Anthony Davidson, Sebastien Buemi, Stephane Sarrazin

Fast zu viel verbraucht: Sebastien Buemi musste in Silverstone mal vom Gas Zoom

"Wir hatten eine Anzeige mit Ziffern, die uns genau über den aktuellen Stand informiert hat. Wir arbeiteten aber gleichzeitig an einem Anzeigesystem mit verschiedenen Farben, sodass wir nun keine Ziffern mehr ablesen müssen. Das ist vor allem im dichten Verkehr sehr wichtig", meint der Däne. Während die Einhaltung der maximalen Treibstoffmengen pro Runde bei Porsche und Toyota ganz allein in Händen der Fahrer liegt - in Silverstone konnte man Sebastien Buemi einmal auffällig vorm Zielstrich verlangsamen sehen-, gibt es im Audi eine Art "Notbremse".

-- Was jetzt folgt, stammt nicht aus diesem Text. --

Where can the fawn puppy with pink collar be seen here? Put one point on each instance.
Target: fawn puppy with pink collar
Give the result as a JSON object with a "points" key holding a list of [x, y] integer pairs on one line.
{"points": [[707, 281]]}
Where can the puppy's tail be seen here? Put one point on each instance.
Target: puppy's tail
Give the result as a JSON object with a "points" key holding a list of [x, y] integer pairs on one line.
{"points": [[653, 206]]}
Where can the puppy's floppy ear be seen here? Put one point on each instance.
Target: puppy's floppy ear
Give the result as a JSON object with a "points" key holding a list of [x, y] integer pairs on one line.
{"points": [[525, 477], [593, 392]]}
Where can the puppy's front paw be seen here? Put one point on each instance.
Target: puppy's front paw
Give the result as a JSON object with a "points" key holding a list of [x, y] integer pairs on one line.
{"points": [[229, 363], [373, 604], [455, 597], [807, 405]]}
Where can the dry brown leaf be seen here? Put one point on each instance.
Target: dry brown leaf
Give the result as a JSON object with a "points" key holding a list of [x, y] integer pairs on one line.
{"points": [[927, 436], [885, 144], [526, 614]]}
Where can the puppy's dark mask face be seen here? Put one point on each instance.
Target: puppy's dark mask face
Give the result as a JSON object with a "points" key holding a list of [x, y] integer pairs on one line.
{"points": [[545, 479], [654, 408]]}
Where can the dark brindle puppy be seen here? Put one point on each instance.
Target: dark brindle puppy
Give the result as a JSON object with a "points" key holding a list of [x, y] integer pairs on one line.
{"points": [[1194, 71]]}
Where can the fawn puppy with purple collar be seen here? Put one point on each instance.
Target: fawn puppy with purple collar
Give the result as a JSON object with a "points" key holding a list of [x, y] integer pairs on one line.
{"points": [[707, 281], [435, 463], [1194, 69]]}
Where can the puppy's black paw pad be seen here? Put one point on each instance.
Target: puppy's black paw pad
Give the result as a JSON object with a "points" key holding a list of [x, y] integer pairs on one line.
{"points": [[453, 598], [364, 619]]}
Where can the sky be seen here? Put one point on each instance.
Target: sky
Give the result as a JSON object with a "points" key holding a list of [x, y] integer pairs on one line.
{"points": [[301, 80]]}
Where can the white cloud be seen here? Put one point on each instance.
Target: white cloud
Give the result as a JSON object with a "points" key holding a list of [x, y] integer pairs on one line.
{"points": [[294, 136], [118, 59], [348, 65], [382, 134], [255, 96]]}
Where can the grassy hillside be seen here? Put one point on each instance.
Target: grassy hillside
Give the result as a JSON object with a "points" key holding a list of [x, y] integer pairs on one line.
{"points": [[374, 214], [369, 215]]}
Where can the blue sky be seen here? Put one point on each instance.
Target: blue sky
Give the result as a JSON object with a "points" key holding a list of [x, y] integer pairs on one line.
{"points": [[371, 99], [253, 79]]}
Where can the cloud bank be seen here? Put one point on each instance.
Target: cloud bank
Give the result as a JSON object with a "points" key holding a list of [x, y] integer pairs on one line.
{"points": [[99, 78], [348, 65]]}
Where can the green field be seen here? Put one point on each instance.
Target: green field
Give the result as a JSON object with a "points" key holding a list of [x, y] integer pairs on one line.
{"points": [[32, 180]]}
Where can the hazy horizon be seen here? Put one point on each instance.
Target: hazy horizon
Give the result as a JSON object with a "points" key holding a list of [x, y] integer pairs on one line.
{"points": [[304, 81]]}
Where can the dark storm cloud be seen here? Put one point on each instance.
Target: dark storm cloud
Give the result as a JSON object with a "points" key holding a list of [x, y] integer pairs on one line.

Es bleibt für die Fans immer noch toller Rennsport

"Der Energiemanager im Auto greift nicht gleich selbst ein, sondern er gibt zunächst dem Fahrer Informationen, um ihn wieder ins richtige Fenster zu leiten. Da gibt es eine entsprechende Anzeige. Wenn der das aber nicht macht und die Runde sich dem Ende neigt, erst dann greift er wirklich automatisch ein", erklärt Wolfgang Ullrich die Audi-spezifische Lösung, die einen zu hohen Verbrauch verhindern soll. Das System erfordert eine komplexe Programmierung und eine Abstimmung mit Fingerspitzengefühl.

"Es hilft nichts, wenn ich sage, das System greift in Le Mans immer erst ab der Ford-Schikane ein. Vielleicht reicht das nicht mehr aus. Falls du den Verbrauch überzogen hast, dann musst jederzeit berechnen, wie du mit möglichst minimalem Zeitverlust bis zum Ende der Runde wieder ausgleichst", sagt der Audi-Sportchef. Im Optimalfall sollen die Audi-Piloten den Verbrauch aus eigener Kraft im erlaubten Bereich halten. Möglichst nahe 100 Prozent, aber niemals darüber.

"Wenn ein Fahrer so etwas erstmals umsetzen muss - also diese Verbrauchsstrategie -, dann sagt er schnell mal, dass so etwas doch kein Rennen mehr ist. Andererseits ist es doch so: Wer am Schluss als Erster ins Ziel kommt, der hat gewonnen. Also ist und bleibt es ein Rennen, nur eben auf eine etwas andere Art", fasst Entwicklungschef Appel zusammen. Der WEC-Auftakt in Silverstone hat die Einschätzung des Ingenieurs gestützt. Von außen betrachtet war der Sport kaum anders als zuvor. Was im Hintergrund in Computern und Gehirnen der Ingenieure passiert, ist sicherlich anders als 2013 - für Fans aber nicht entscheidend.


Le-Mans-Version des Audi R18 beim Monza-Test

"Ich kenne das aus den alten Gruppe-C-Zeiten. Damals gab es ähnliche Situationen. Effizienz passt zum Langstreckensport, finde ich. Außerdem ist es die Zukunft", hat Kristensen an den neuen Aufgaben in der LMP1-Klasse seine Freude. "Man sieht es doch nicht nur an Audi, Porsche und Toyota, sondern auch an den Gerüchten um Nissan und Ferrari: Die schauen in der Enduranceszene genau hin, weil es zum Trend unserer Zeit passt. WEC ist aus meiner Sicht die Zukunft. Ich denke, dass solch ein Motorsport mittel- oder langfristig mehr Sinn macht als Formel 1."